Rating of
2.5/4
Not Bad; but a Little Cold
Looneymanthegreat - wrote on 06/21/14
My feelings on Frozen are mixed. The movie is seemingly the perfect Disney Princess movie, with all of the carefully laid out good messages and role models that parents have been craving lately, but I’m not quite buying it. The movies plot almost seems a tiny bit too carefully calculated for its own good. The center message is right on about relationships, yet it never fully connects emotionally. Its songs are pretty, but none of them really knock it out of the park.
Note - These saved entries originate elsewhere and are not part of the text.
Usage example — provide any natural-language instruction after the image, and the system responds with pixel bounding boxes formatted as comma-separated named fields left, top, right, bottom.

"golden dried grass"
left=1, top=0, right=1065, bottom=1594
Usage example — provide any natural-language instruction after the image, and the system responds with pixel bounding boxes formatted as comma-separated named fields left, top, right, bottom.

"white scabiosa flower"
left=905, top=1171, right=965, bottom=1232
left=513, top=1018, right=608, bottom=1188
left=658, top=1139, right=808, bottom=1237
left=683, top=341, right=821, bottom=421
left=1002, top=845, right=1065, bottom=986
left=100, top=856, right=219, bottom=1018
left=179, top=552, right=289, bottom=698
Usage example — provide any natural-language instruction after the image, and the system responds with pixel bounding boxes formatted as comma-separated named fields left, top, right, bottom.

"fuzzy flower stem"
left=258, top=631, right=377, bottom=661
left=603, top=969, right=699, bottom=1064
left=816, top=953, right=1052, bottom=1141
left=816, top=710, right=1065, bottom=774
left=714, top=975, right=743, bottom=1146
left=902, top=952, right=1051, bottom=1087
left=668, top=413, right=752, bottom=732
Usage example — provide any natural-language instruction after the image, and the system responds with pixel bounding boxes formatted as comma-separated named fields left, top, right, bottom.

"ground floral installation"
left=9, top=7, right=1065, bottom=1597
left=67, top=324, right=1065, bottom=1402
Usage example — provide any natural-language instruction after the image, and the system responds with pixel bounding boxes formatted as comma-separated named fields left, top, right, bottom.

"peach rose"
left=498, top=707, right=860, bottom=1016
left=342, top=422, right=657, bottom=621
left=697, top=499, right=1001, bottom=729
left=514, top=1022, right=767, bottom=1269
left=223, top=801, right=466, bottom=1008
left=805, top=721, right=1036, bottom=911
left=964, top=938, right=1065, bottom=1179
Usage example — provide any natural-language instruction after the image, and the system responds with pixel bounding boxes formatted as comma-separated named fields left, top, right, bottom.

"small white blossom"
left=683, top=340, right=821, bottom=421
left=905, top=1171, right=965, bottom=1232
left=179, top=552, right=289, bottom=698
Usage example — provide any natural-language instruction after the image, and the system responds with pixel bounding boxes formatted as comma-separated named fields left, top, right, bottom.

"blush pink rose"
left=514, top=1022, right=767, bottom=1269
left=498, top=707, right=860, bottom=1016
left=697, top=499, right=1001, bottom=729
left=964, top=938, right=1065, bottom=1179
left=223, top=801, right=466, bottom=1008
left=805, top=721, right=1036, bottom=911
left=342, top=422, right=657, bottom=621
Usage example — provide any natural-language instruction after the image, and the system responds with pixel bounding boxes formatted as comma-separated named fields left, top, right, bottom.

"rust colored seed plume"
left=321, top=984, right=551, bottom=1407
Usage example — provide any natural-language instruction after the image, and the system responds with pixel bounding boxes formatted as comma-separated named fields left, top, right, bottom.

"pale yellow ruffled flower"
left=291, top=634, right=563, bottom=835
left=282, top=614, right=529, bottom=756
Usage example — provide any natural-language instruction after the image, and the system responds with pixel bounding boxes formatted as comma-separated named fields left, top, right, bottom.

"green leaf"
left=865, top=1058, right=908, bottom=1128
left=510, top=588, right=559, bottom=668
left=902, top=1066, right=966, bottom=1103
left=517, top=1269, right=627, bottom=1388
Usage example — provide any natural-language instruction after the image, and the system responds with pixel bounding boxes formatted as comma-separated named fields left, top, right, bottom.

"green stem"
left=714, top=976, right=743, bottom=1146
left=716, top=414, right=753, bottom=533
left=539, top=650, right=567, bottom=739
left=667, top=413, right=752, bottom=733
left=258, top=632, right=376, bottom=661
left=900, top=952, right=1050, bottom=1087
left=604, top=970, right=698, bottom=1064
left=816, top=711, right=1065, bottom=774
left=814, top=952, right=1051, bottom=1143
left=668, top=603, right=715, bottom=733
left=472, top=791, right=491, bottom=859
There’s nothing really that bad about it, but I’ve watched it three times already, and each time I like it a little bit less.
One of the better songs in the movie, Fixer Upper, Is a humorous song about how Kristoff, Anna’s potential love interest, is a solid romantic option, but she’ll have to “fix him up a little.” It’s quite funny, but the songs momentum is interrupted by a tone shift and the following lyrics:
"We’re not saying you can change her, ‘cause people don’t really change
We’re only saying that love’s a force that’s powerful and strange
People make bad choices if they’re mad, or scared, or stressed
Throw a little love their way (throw a little love their way) and you’ll bring out their best"
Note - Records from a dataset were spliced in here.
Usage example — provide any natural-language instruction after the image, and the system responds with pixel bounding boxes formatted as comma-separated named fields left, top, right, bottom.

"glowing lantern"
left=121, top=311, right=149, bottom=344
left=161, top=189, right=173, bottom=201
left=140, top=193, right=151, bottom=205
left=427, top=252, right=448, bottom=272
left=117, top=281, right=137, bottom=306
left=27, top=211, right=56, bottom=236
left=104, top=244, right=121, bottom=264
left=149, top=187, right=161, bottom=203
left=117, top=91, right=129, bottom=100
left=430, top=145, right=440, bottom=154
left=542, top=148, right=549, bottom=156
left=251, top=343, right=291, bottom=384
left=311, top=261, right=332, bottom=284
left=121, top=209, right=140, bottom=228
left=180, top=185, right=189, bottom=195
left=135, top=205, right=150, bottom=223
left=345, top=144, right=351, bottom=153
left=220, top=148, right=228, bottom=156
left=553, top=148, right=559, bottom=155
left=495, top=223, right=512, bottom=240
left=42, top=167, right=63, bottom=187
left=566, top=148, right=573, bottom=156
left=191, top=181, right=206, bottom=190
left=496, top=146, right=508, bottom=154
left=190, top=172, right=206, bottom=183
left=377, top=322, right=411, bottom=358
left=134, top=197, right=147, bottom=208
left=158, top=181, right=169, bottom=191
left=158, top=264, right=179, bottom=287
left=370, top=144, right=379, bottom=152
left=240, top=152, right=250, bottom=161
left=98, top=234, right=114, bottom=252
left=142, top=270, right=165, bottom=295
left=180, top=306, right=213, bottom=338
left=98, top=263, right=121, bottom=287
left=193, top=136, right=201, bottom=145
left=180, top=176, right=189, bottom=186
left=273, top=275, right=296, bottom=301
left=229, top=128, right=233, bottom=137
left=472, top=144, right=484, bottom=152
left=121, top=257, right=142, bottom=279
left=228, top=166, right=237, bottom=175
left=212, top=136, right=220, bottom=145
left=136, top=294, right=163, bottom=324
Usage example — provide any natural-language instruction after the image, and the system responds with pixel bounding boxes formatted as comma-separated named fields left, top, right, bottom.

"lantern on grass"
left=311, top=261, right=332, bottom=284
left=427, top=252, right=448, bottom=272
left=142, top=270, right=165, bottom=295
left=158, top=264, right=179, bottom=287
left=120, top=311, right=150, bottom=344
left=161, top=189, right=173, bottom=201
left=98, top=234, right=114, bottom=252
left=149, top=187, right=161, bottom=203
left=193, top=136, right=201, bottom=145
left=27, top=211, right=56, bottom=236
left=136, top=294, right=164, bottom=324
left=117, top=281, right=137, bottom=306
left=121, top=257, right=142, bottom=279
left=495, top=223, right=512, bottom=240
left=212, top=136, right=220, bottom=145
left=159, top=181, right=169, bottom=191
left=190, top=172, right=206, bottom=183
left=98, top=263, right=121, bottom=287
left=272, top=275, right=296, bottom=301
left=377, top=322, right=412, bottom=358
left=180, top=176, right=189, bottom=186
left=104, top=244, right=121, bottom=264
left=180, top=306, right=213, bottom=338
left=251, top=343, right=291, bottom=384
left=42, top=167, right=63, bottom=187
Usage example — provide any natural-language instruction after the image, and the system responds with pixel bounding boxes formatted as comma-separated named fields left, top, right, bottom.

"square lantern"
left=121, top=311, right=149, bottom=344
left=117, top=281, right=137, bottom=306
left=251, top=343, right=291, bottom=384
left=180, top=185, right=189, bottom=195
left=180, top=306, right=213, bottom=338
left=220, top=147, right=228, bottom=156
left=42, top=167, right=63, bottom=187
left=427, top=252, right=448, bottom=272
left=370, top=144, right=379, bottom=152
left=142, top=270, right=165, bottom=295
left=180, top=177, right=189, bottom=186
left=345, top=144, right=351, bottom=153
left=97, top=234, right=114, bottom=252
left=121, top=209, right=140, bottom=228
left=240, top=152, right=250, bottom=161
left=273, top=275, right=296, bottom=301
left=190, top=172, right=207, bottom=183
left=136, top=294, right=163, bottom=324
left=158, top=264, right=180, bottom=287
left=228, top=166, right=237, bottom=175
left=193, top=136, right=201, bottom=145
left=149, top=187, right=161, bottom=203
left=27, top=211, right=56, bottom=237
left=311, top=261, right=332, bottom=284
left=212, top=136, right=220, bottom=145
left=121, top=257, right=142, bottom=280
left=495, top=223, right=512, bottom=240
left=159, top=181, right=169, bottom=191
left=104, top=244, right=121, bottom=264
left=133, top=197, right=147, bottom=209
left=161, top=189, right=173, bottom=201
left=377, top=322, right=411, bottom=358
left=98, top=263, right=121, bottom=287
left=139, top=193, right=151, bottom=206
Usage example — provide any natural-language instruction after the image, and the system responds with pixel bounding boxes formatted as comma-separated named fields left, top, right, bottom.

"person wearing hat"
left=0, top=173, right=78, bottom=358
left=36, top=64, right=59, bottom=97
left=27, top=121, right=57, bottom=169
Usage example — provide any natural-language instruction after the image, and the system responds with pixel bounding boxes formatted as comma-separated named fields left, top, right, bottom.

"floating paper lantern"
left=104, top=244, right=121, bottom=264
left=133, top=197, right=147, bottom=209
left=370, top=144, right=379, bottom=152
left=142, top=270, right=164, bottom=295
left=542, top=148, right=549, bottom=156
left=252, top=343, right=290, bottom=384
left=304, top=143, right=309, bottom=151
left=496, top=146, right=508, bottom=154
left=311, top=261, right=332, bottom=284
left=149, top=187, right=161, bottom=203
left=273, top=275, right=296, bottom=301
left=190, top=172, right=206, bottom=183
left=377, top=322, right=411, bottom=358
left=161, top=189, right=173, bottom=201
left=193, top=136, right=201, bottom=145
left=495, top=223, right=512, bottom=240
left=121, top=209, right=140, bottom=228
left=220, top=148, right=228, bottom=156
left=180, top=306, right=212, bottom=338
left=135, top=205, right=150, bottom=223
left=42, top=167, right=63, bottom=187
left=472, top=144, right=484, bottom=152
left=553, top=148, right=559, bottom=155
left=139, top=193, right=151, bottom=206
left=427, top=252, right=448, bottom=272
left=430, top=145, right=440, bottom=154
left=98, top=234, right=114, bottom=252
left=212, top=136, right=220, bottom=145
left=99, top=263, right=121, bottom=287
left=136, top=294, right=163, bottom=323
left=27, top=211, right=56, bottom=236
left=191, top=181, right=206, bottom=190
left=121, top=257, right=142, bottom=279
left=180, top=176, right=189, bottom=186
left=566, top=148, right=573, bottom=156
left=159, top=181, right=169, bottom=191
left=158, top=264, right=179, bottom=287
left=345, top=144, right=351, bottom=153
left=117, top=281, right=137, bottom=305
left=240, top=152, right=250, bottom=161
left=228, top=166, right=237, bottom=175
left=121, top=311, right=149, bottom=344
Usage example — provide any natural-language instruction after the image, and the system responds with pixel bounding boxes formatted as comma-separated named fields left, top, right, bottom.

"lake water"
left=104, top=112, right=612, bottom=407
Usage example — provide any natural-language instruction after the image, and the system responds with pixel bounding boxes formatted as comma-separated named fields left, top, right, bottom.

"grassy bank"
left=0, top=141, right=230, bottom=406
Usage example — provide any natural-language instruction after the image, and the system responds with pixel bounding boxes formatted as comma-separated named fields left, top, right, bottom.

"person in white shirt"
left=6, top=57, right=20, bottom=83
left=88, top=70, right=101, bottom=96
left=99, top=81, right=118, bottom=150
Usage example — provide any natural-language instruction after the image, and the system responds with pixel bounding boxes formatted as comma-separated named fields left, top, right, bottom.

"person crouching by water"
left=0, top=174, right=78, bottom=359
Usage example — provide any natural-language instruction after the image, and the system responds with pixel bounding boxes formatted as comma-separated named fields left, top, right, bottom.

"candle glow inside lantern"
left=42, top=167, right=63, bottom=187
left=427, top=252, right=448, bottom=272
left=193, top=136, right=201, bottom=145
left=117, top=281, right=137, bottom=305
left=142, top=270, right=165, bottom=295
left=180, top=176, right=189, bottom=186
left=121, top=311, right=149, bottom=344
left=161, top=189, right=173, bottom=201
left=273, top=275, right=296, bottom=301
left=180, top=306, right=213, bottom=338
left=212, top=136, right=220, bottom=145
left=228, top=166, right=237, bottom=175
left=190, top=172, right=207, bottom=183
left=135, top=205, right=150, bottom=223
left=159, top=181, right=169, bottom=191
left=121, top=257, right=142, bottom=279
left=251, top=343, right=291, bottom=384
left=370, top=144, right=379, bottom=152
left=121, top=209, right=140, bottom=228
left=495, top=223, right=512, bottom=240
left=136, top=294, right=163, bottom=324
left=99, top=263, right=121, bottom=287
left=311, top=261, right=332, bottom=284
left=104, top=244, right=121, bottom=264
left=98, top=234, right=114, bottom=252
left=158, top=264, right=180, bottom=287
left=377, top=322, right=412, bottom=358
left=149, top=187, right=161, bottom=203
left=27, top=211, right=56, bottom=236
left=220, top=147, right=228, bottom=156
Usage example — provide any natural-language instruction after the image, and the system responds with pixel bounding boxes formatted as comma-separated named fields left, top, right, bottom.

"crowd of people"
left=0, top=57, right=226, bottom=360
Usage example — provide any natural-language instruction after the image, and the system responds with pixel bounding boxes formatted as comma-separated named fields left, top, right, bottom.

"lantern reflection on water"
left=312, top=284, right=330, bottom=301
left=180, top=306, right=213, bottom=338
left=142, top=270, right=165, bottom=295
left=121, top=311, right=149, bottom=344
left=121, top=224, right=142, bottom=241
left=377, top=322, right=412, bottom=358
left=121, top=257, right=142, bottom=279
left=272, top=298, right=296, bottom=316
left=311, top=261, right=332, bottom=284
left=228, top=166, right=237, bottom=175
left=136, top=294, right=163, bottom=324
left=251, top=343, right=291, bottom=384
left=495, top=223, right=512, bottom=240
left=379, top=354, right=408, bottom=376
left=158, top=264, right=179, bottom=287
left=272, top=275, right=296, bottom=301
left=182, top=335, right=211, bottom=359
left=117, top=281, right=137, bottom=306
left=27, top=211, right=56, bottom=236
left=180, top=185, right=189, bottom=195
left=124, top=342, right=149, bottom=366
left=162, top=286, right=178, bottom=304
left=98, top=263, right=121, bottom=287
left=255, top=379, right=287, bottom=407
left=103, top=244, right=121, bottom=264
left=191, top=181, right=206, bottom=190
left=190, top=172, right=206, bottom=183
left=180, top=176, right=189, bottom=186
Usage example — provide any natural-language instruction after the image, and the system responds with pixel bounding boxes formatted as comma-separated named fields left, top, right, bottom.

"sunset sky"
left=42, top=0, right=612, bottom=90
This is a clarification of themes that serves to make sure that the audience understands that you’re not supposed to go into a relationship trying to change someone; this is a good thing. Alas, it also serves to put to a halt the song momentum, and to pull the audience right out of the story. It sounds less like something an overbearing troll family would say, and more of what Disney Worlds PR department would say. It’s an example of trying to hard to make sure you have a PC message, something that happens a lot in Frozen. It feels less like a real story, and more like a story with an empowering message to please the mommy bloggers.
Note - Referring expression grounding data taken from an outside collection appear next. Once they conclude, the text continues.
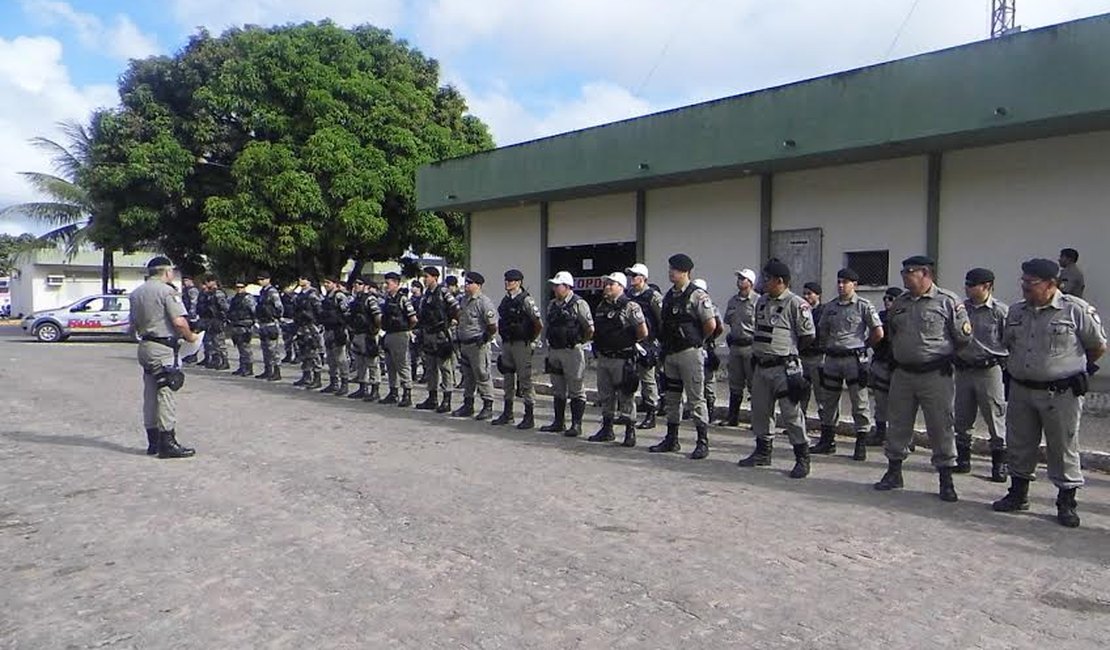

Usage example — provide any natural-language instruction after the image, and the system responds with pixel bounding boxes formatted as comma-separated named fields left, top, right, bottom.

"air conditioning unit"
left=45, top=274, right=65, bottom=287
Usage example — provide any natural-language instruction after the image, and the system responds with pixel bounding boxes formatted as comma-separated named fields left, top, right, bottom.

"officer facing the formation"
left=452, top=272, right=499, bottom=420
left=492, top=269, right=544, bottom=429
left=811, top=268, right=883, bottom=461
left=866, top=286, right=903, bottom=447
left=954, top=268, right=1009, bottom=481
left=254, top=271, right=284, bottom=381
left=292, top=275, right=324, bottom=390
left=346, top=277, right=384, bottom=402
left=416, top=267, right=461, bottom=413
left=130, top=256, right=198, bottom=459
left=227, top=281, right=257, bottom=377
left=624, top=263, right=663, bottom=430
left=874, top=255, right=972, bottom=502
left=380, top=272, right=419, bottom=407
left=319, top=277, right=352, bottom=396
left=651, top=254, right=718, bottom=460
left=993, top=258, right=1106, bottom=528
left=180, top=276, right=201, bottom=363
left=721, top=268, right=759, bottom=427
left=589, top=272, right=648, bottom=447
left=540, top=271, right=594, bottom=437
left=198, top=274, right=230, bottom=370
left=738, top=260, right=816, bottom=477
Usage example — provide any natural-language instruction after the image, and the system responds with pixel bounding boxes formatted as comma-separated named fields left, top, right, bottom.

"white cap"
left=603, top=272, right=628, bottom=288
left=693, top=278, right=707, bottom=291
left=624, top=263, right=650, bottom=279
left=548, top=271, right=575, bottom=287
left=735, top=268, right=757, bottom=285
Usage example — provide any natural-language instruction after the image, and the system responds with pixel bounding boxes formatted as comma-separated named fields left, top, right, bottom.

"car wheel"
left=34, top=322, right=62, bottom=343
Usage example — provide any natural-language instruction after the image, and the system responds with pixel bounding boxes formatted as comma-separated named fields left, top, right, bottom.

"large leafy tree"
left=91, top=21, right=492, bottom=282
left=0, top=233, right=37, bottom=277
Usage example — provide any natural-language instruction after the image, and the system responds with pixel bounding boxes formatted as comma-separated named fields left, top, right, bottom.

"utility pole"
left=991, top=1, right=1018, bottom=38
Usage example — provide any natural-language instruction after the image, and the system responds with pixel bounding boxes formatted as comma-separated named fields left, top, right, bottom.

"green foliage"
left=0, top=233, right=37, bottom=276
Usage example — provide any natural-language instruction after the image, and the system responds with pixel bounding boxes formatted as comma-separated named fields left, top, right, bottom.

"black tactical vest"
left=661, top=284, right=703, bottom=353
left=228, top=293, right=255, bottom=327
left=382, top=293, right=410, bottom=332
left=293, top=288, right=321, bottom=325
left=627, top=287, right=659, bottom=339
left=593, top=296, right=637, bottom=353
left=255, top=286, right=281, bottom=322
left=320, top=290, right=348, bottom=329
left=419, top=286, right=450, bottom=333
left=348, top=293, right=372, bottom=333
left=498, top=291, right=534, bottom=342
left=547, top=295, right=584, bottom=350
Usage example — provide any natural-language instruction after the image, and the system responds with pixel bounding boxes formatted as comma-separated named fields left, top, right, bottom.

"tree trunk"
left=100, top=248, right=115, bottom=294
left=346, top=259, right=365, bottom=287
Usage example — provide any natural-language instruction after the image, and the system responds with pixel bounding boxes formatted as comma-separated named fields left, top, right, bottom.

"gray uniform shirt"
left=130, top=278, right=187, bottom=338
left=958, top=297, right=1008, bottom=363
left=887, top=284, right=972, bottom=365
left=458, top=292, right=498, bottom=340
left=1004, top=291, right=1106, bottom=382
left=1059, top=264, right=1085, bottom=298
left=819, top=294, right=881, bottom=352
left=546, top=293, right=595, bottom=338
left=752, top=289, right=816, bottom=357
left=724, top=291, right=759, bottom=343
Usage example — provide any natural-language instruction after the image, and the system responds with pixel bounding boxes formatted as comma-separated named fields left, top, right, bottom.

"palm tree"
left=0, top=120, right=115, bottom=293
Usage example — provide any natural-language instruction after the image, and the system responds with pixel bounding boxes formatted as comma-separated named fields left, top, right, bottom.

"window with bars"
left=844, top=250, right=889, bottom=287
The music is kind of the last nail in the, “Meh,” coffin for me. Music in movies like this is supposed to be fun and upbeat. Frozen doesn’t really have a “Hakuna Mattata,” or a “Bear Necessities.” The overall feel is very Broadway, and that doesn’t really serve the cinematic medium. Movie music is supposed to pull us in to the story, but the offering here left me out in the cold. The result is that, sense so many of the movies ideas and feelings are portrayed through song, I never really connected with the characters, or really cared about them at all.
Don’t get me wrong, the movies message is fantastic. It’s great that little Disney Princess fans can have a movie that actually tries to teach them how real-world relationships work. But Frozen is not for me. It’s a passable movie, but it doesn’t hold a candle to other Disney Princess brand flicks, especially not The Princess and the Frog, which accomplished the same thing to better effect. It’s good for your daughter, just not for this guy.